Large Cuban flag hanging vertically on a facade of colonial building Inglaterra Hotel in the historical center of Old Havana.

There was another issue, however, a big one. The U.S. government’s opposition to Cuba from the early 1960s to the 1990s was also once motivated by Cuba’s alliance with the Soviet Union and the Communist Eastern Bloc. In May of 1962, Russian Premier Nikita Khrushchev and Cuban leader Castro agreed to placing nuclear missiles in Cuba, leading to the Cuban missile crisis. While the missiles were withdrawn, Cuban and Soviet ties grew stronger. By the 1970s Cuba had been completely structurally and politically assimilated to the Soviet Union, a totalitarian one-party state controlled everything and secret police who rotted out opponents. Cuba supported the repression of the Czechoslovak Prague Spring, a movement for democratic socialism, in 1968. And it also backed the Polish Communist government’s crackdown on the Solidarity union movement of 1980 that was also fighting for democracy. The United States supported all sorts of other dictatorships in Latin America and elsewhere, but Cuba’s alliance with the Soviet Union justified a variety of embargos, trade restrictions, and other measures, including attempted assassinations of Castro. But of course, the Soviet Union fell in 1991, and the Communist Bloc disintegrated and are not an issue today.
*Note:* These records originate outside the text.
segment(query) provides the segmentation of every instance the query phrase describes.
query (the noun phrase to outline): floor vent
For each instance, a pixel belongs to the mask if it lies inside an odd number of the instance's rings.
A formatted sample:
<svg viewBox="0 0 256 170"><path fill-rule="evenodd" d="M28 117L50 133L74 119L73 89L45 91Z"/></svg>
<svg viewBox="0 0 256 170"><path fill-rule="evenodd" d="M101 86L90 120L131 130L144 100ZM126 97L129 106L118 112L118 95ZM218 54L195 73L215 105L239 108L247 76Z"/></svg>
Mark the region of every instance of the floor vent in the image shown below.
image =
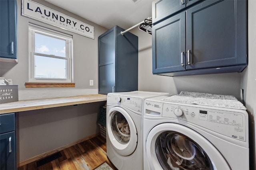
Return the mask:
<svg viewBox="0 0 256 170"><path fill-rule="evenodd" d="M59 152L51 155L48 156L43 159L36 161L36 166L38 167L38 166L40 166L49 162L54 159L59 158L61 157L61 154Z"/></svg>

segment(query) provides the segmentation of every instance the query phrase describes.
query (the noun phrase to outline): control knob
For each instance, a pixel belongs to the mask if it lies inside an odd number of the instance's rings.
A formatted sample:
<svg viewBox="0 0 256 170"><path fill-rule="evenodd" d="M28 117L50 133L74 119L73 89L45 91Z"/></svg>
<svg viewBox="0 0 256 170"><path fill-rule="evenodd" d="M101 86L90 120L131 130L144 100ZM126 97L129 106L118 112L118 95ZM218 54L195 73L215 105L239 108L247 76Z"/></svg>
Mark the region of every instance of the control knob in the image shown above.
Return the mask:
<svg viewBox="0 0 256 170"><path fill-rule="evenodd" d="M117 102L121 102L121 98L120 97L117 98Z"/></svg>
<svg viewBox="0 0 256 170"><path fill-rule="evenodd" d="M181 116L183 115L183 111L180 108L176 108L174 110L174 115L177 116Z"/></svg>

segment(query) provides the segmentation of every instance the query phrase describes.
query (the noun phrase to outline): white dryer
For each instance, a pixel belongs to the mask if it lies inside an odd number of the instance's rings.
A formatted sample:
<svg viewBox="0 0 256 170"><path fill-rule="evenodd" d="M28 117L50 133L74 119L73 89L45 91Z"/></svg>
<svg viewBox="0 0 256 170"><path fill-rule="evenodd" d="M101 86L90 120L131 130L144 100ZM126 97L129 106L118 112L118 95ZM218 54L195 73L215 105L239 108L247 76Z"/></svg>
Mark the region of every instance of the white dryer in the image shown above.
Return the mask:
<svg viewBox="0 0 256 170"><path fill-rule="evenodd" d="M245 110L145 101L144 170L249 170Z"/></svg>
<svg viewBox="0 0 256 170"><path fill-rule="evenodd" d="M143 91L108 94L107 154L118 169L143 169L144 101L168 94Z"/></svg>

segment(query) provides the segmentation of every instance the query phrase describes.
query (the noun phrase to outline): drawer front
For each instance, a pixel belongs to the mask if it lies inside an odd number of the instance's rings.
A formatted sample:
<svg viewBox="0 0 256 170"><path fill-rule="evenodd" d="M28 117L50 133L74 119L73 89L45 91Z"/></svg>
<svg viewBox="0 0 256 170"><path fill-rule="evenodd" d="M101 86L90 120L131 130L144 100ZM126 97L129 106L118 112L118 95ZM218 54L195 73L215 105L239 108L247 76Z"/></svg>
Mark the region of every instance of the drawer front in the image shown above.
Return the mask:
<svg viewBox="0 0 256 170"><path fill-rule="evenodd" d="M15 131L15 113L0 115L0 134Z"/></svg>

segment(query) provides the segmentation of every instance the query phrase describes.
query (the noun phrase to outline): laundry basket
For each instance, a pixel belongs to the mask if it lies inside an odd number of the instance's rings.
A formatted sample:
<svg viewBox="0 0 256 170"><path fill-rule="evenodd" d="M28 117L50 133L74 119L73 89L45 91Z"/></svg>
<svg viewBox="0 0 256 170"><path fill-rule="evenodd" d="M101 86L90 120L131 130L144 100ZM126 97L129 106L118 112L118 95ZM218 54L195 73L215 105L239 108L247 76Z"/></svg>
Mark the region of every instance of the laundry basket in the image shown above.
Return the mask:
<svg viewBox="0 0 256 170"><path fill-rule="evenodd" d="M100 136L106 139L107 134L106 131L106 127L102 126L100 124L98 124L100 126Z"/></svg>
<svg viewBox="0 0 256 170"><path fill-rule="evenodd" d="M100 126L100 135L105 139L106 138L106 107L100 107L100 113L98 119L97 123Z"/></svg>

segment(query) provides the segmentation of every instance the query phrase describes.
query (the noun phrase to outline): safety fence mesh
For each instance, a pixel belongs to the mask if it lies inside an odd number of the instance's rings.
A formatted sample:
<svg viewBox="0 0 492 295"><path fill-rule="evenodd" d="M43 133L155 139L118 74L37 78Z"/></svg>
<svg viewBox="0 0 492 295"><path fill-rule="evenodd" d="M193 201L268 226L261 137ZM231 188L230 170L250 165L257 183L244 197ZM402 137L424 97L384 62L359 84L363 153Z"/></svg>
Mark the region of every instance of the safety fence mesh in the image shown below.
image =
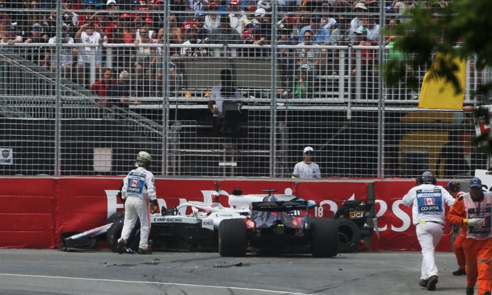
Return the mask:
<svg viewBox="0 0 492 295"><path fill-rule="evenodd" d="M145 150L156 175L291 177L309 146L322 177L469 177L489 166L471 113L381 72L405 62L383 29L446 2L5 3L0 174L121 175ZM491 76L474 65L465 103Z"/></svg>

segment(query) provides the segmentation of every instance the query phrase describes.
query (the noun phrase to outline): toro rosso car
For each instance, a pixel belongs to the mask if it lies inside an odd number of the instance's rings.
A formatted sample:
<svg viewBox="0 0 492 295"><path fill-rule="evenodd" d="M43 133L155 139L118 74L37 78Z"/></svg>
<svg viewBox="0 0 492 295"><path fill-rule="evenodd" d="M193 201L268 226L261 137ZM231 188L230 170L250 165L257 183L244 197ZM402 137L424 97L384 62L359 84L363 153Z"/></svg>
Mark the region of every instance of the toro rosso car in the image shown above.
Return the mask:
<svg viewBox="0 0 492 295"><path fill-rule="evenodd" d="M290 195L269 195L253 201L246 218L222 220L219 252L243 256L247 248L260 253L310 253L319 257L338 254L338 232L333 218L309 216L313 204ZM259 197L259 196L258 196Z"/></svg>

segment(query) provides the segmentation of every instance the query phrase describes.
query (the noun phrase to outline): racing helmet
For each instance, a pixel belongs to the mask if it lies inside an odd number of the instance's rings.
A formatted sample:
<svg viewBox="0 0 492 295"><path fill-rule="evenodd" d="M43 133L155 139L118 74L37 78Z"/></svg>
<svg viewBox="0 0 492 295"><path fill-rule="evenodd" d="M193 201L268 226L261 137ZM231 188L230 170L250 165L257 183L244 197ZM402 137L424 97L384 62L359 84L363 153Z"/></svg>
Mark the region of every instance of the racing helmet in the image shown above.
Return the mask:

The U.S. government also keeps Cuba on the SSOT list because of Cuba’s “subversion of U.S. justice.” This refers to Cuba having given sanctuary to a number of Black radicals of the 1960s and 70s, some of them Black Panthers, who were involved in violent incidents that included murder, among them Assata Shakur, Ismael La Beet, and Charles Lee Hill, all now in their late 70s and 80s. Some felt they could not get a fair trial in the United States. The U.S. suspects or criminals being harbored in Cuba include some CIA agents who defected. Cuba no longer has political relationships to groups like the Panthers, and these individuals no longer pose any threat to the United States. Certainly, Cuba’s having offered them refuge 30 or 40 years ago has nothing to do with supporting terrorism then and there is no such issue today.